Xerox shares fell 4pc in early trading on Monday after the photocopier pioneer said it had scrapped a planned $6.1bn deal to merge with Fujifilm Holdings Corp.
The decision hands victory in one of the biggest ongoing U.S. proxy fights to activist investors Carl Icahn and Darwin Deason, who say they can secure better offers for the company than the deal with Fujifilm.
Some Tokyo-based analysts warned a long renegotiation of price, terms and how attempts to restructure the pair's existing joint venture could damage both companies.
"There is a large gap between our assessment and Xerox's largest investors' assessment of Xerox's value," said Ryosuke Katsura, senior analyst at SMBC Nikko Securities.
"We think that it would be negative for both firms if a break-off in negotiations is followed by a protracted period of uncertainty."
Xerox shares were 4.2pc lower at $28.90 in premarket trading in New York. Fujifilm shares rose 1.5 percent.
The two companies agreed in January to a complex deal that would have merged Xerox into their Asia joint venture Fuji Xerox and given Fujifilm control. That prompted Icahn and Deason, who control 15 percent of the company, to demand changes to the board.
The settlement with the billionaire investors outlined by Xerox on Sunday puts the Japanese company further on the back foot in any new negotiations with Xerox, although a number of analysts have said Fujifilm is under no pressure to rush.
Xerox said it had repeatedly tried to convince Fujifilm to start talks on improved terms for buyout to no avail.
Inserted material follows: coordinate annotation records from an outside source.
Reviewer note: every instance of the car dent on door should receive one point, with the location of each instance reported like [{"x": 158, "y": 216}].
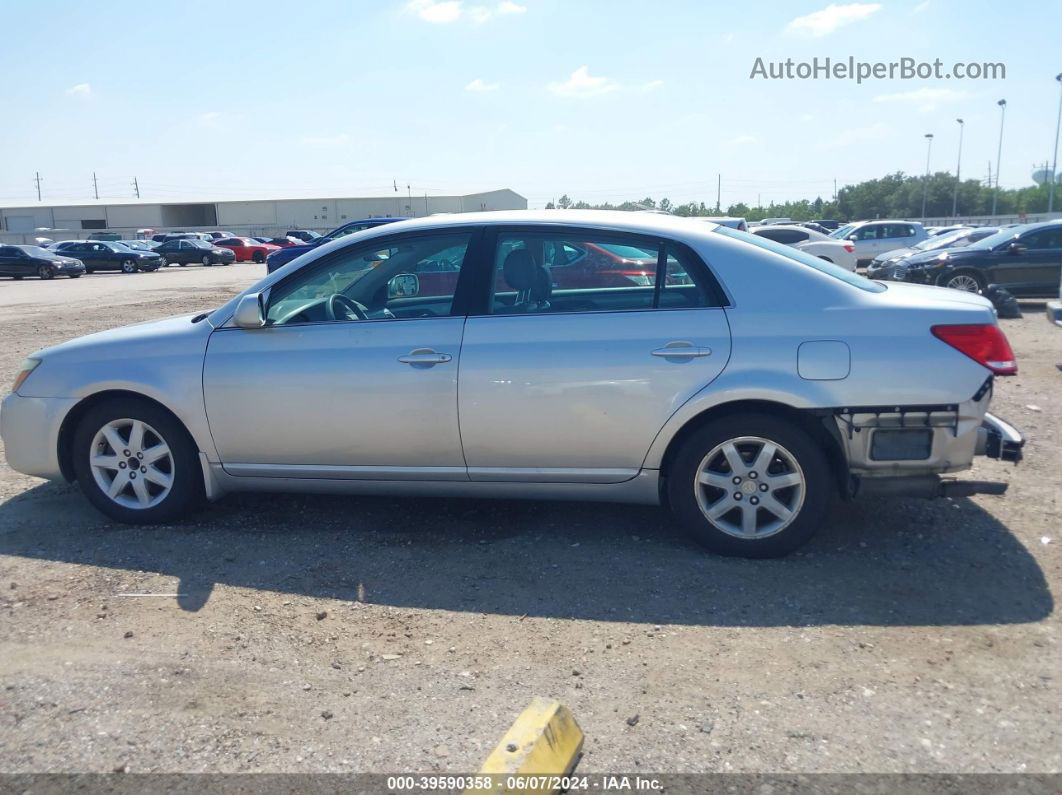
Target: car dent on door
[{"x": 579, "y": 397}]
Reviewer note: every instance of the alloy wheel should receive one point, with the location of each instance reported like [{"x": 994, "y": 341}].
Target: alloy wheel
[
  {"x": 963, "y": 281},
  {"x": 750, "y": 487},
  {"x": 132, "y": 464}
]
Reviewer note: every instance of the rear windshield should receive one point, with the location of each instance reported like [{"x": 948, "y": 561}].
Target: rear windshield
[{"x": 817, "y": 262}]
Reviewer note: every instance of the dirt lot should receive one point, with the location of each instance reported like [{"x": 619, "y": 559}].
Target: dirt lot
[{"x": 306, "y": 634}]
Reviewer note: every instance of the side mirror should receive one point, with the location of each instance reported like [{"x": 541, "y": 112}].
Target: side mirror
[
  {"x": 404, "y": 286},
  {"x": 250, "y": 311}
]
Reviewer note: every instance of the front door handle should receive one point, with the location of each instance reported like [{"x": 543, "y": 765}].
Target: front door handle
[
  {"x": 425, "y": 357},
  {"x": 680, "y": 349}
]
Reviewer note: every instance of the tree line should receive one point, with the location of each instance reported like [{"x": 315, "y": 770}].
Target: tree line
[{"x": 895, "y": 195}]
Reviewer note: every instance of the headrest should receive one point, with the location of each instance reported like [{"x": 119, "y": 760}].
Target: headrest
[{"x": 520, "y": 271}]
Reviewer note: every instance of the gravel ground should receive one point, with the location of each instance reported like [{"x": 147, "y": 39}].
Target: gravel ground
[{"x": 309, "y": 634}]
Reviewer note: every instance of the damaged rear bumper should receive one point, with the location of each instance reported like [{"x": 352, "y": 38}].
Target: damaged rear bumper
[{"x": 998, "y": 439}]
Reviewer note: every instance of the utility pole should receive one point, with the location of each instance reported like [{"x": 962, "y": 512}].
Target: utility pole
[
  {"x": 925, "y": 188},
  {"x": 1055, "y": 166},
  {"x": 1003, "y": 118},
  {"x": 958, "y": 165}
]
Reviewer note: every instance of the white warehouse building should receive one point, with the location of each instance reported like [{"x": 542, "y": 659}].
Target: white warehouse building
[{"x": 241, "y": 217}]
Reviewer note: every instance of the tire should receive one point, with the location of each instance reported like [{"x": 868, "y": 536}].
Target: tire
[
  {"x": 153, "y": 501},
  {"x": 1006, "y": 305},
  {"x": 972, "y": 280},
  {"x": 799, "y": 465}
]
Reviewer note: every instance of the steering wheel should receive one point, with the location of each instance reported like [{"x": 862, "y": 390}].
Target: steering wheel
[{"x": 349, "y": 307}]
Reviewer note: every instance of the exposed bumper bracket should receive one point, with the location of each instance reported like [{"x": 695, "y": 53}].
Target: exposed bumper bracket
[
  {"x": 999, "y": 439},
  {"x": 927, "y": 486}
]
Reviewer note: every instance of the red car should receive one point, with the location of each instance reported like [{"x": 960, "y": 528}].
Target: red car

Fujifilm said on Sunday it disputed Xerox's right to terminate the deal and would look at all options including legal action seeking damages.
Icahn and Deason have said they believe other investors are "waiting in the wings" for Xerox, while people familiar with the matter have previously said that buyout firm Apollo Global Management LLC has expressed interest in a bid for Xerox.